Через полчаса жрец храма Кетцалькоатля явился, чтобы проверить, как идёт работа. С удивлением он обнаружил отсутствие каменотёса на рабочем месте, сломанное зубило и брошенный молоток.
-Непорядок! – пробормотал священник и отправился искать работника.
К тому времени каменотёс успел уже принять средних размеров тыкву с мескалем и отдыхал в тени своей хижины, наполняя вечерний воздух алкогольными парами.
-Сын мой! – воззвал жрец,- Отчего ты лежишь праздно, не закончив работу, угодную богам?
-А-а, Святой Отец! – пьяно икнув, индеец помахал перевязанной рукой,- Такая вот хрень приключилась. Работать больше не могу – болею… Так что, теперь сами… сами…
-Накажи тебя Иштаб! – погрозил кулаком жрец вновь захрапевшему пьянчужке и побрёл обратно.

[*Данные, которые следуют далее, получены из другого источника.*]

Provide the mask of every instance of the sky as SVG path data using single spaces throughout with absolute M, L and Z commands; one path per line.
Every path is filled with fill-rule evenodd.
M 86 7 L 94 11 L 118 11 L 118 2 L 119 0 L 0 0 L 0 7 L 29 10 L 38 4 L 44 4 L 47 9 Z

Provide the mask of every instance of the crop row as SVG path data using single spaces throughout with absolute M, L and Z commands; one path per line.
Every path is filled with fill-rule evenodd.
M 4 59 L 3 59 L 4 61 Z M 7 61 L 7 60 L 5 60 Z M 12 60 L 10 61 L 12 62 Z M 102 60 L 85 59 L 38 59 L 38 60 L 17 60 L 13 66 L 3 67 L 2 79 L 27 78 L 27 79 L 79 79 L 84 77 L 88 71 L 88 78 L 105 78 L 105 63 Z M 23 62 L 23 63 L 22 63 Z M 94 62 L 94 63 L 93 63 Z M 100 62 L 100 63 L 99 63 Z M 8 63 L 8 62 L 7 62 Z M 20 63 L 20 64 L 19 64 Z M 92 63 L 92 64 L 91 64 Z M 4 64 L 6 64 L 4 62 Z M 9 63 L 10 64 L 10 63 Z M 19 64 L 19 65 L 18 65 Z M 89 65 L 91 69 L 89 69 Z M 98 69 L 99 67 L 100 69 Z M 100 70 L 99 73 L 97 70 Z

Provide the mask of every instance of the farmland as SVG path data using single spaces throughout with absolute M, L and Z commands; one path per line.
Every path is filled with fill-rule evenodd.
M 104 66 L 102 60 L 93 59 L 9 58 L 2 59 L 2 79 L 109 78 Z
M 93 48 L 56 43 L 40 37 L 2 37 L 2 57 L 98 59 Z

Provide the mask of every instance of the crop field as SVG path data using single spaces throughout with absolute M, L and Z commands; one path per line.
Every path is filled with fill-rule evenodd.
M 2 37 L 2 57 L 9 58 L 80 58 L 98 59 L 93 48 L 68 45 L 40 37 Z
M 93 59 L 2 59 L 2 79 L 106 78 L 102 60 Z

Вернувшись к каменному календарю, он нашёл глазами сломанное зубило и выщербленный молоток, задумался, покачивая головой… потом махнул рукой:
-А, какого, собственно… Оно мне надо? Вроде и так неплохо выглядит. Ну-ка, посмотрим – на чём он остановился… Та-ак… двадцать первое декабря… две тыщщи двенадцатый… Ну и хватит, пожалуй. В конце-то концов: кого эти камни будут волновать через столько лет!...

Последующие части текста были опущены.